My brother Juwain showed me on the Internet photos of Bolivian children who needed cleft-palate surgery. "Each surgery costs $250," said Juwain, "you could cure 57,360 children." "Right," I responded, "but I only see eight Bolivians on the screen (two rows of four)." There was an extended silence. Then Juwain spoke: "Perhaps you could straighten our sister's teeth."

That night I dreamt of establishing a dental clinic in La Paz. Parents brought their offspring from remote corners of the country to be healed. I greeted families personally and gave them a card which read: "I wish you the best." But I discovered many families could not read Arabic and I realized I would have to print more than 57,000 new cards in Spanish. I woke up in a cold sweat.

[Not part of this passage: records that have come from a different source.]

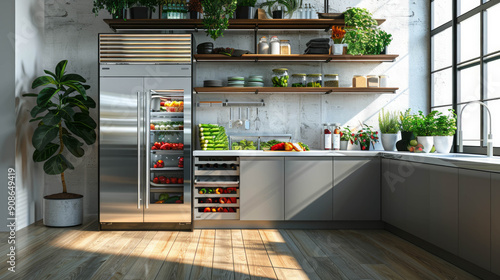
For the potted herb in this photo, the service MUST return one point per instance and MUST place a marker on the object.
(389, 127)
(195, 9)
(365, 137)
(64, 127)
(346, 136)
(406, 127)
(446, 127)
(425, 127)
(245, 9)
(363, 36)
(216, 16)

As a 28-year-old man, I think of two things constantly: sex and Israel. I crave the former and loathe the latter. For me, Bar Refaeli, Leonardo DiCaprio's girlfriend, presents the ultimate dilemma. "Juwain," I asked, "how much do you think it would cost to destroy the state of Israel?" His response was immediate: "For that you would pay a heavy price." "More than $12 million?" (I'd decided to keep some of my inheritance for a house.) "Much more." "O.K.," I queried, "How much to destroy Leonardo DiCaprio's girlfriend?"

My phone rang early the next morning. It was Juwain: "I must tell you: a life lived in the service of others is the only life worth living." "Jeez, Juwain, I hope you're not asking me to enter the service industry." "No," he said tightly, "I'm not asking you to work at at Burger King." "Good," I said, "don't even ask me to eat at Burger King." "Remember what Abdul-Azim told you?" asked my brother. "What? About the air conditioner?" "No: think globally." I then had a revelation: "Are you suggesting I purchase a Burger King franchise in Bolivia?"

One day Abdul-Azim called. "I know, I know," I apologized, "it's 136°. I'm sorry I haven't gotten back to you." "I understand you have deposited your inheritance in a non-interest-bearing account." "Calm down," I reassured him, "it's only been there eight months." "Please, for the memory of your father, transfer the funds."

So I did transfer the funds: to my living room. And part of the hall. The night I started a fire making popcorn, I could have killed Abdul-Azim. I informed him I'd lost $340,000 in banknotes extinguishing the flames and sopping up butter. "It's 136°," he responded, "why are you making popcorn?"

Sometimes it's a real drag living in a hidebound, intolerant culture. If I couldn't visit the Lamborghini showroom, I'd flip out. I usually show up there at about eleven each morning, sit in the red car, the yellow one, and then in the red one again. Then I go to the restroom, grab some glossy brochures, and leave.

One Tuesday, the salesman told me there was to be a big auction of vanity plates at the Supreme Division of Motor Vehicles. "Imagine yourself behind the wheel of a Lamborghini painted a primary color with your very own vanity plate." "What would it say?" I asked eagerly. "1," he answered. I thought so deeply I could almost hear my brain clicking and whirring inside my skull. Who among us does not want to be #1? "How much do you think such a vanity plate would cost?" "Ah," he said with a furrowed brow, "for that you would pay a heavy price."